Not wanting to appear cowardly or upset by the gossip of strangers, Roslynn didn’t suggest going around it. Instead, she steeled herself for stares and whispers, and prepared to ignore them. “It was an easy task. It was only that Welsh mead. He should be feeling better when he wakes up.”

“It’s the sweetness of it,” Madoc explained. “Makes for a mighty ache in the head the next day if you have too much of it, even if you’re used to it.”

“It doesn’t seem to affect your uncle.”

Madoc laughed, a low rumble of delight that could have been how Zeus sounded when amused by mortal antics. “Don’t ever tell him, but Bron waters his down.”

Roslynn stared at him with amused shock. “My lord, I believe you may be as devious as he is!”

The merriment in his eyes diminished. “He drinks more than he should and I don’t want to lose him. He had a bad fall two years ago, stumbling down some steps when he was in his cups. I’ve had his wine and braggot diluted ever since.”

It was a deception, and she hated deceit, yet she had to admit this solution allowed Lloyd to keep his pride, unlike forbidding him to drink at all or taking the cup from his hand as if he were a child.

They reached the main market street, which mercifully wasn’t as crowded as it would have been in the morning. Most of the village women would have already made their purchases for the day; only the poorest were still haggling over the remainders. A few children ran among the stone or wooden buildings and a couple of dogs fought over a muddy bone. She could hear the ring of the smith’s hammer in the forge across the green.

“I suppose Lord Alfred will leave tomorrow as he vowed, with or without you?” Madoc asked.

“Yes,” she confirmed, “and since he’s returning to court, he’ll leave without me.”

“Then it’s to the nearest convent for you? That would be Llanllyr, of the Cistercians. Or have you another one in mind?”

“I do.
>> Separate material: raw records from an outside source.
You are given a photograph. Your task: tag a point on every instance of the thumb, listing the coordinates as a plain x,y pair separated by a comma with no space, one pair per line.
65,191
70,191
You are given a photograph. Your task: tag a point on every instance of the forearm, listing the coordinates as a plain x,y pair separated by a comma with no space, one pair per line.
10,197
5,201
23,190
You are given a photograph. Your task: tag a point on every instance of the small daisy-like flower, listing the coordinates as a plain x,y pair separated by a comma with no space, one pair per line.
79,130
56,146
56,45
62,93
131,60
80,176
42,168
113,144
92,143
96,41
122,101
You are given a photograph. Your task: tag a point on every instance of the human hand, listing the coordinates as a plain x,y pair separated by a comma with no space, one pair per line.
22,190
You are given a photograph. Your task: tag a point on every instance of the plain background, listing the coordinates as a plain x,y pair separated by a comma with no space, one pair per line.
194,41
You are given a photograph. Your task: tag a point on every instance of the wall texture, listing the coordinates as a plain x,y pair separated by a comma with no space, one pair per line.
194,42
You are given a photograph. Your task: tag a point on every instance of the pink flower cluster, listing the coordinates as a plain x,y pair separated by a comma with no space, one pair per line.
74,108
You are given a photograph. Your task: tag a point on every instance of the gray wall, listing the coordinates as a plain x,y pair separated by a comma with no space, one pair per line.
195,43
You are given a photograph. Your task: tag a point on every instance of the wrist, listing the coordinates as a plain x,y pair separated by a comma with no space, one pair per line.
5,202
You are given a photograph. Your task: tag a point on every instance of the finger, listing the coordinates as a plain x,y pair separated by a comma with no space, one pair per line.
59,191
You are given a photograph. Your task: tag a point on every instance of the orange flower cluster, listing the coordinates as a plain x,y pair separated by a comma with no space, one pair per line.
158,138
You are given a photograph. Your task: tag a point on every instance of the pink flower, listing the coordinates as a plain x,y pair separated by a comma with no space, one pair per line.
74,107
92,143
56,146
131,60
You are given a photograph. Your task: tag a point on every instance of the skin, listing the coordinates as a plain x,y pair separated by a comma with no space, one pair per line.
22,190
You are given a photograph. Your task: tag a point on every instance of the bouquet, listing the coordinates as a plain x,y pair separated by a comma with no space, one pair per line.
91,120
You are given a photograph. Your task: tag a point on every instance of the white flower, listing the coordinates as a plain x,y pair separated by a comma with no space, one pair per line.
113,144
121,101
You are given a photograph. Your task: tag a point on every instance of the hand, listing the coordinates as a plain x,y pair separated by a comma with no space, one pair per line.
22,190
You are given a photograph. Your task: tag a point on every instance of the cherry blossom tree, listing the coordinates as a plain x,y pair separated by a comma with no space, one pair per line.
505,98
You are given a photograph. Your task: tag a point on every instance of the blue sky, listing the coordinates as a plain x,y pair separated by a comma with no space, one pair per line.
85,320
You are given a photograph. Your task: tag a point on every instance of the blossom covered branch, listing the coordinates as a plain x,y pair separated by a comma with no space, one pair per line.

Haverholme, of the Gilbertines, is in Lincolnshire, not far from my parents’ estate.”

So she had planned, yet as she walked beside this tall, handsome man who loved his frustrating uncle and who had tried to save his family’s honor only to be at war with his brother, the prospect of life as a nun held even less appeal than it had before. But if it was the church or return to the king’s court, what other choice did she have?

After they had passed the green, Madoc stopped in the shadow of the baker’s, a two-storied half-timbered edifice with a stall for selling fresh bread and pastries on the lower level and ovens in the yard. The scent of his goods wafted around them, homey and wholesome.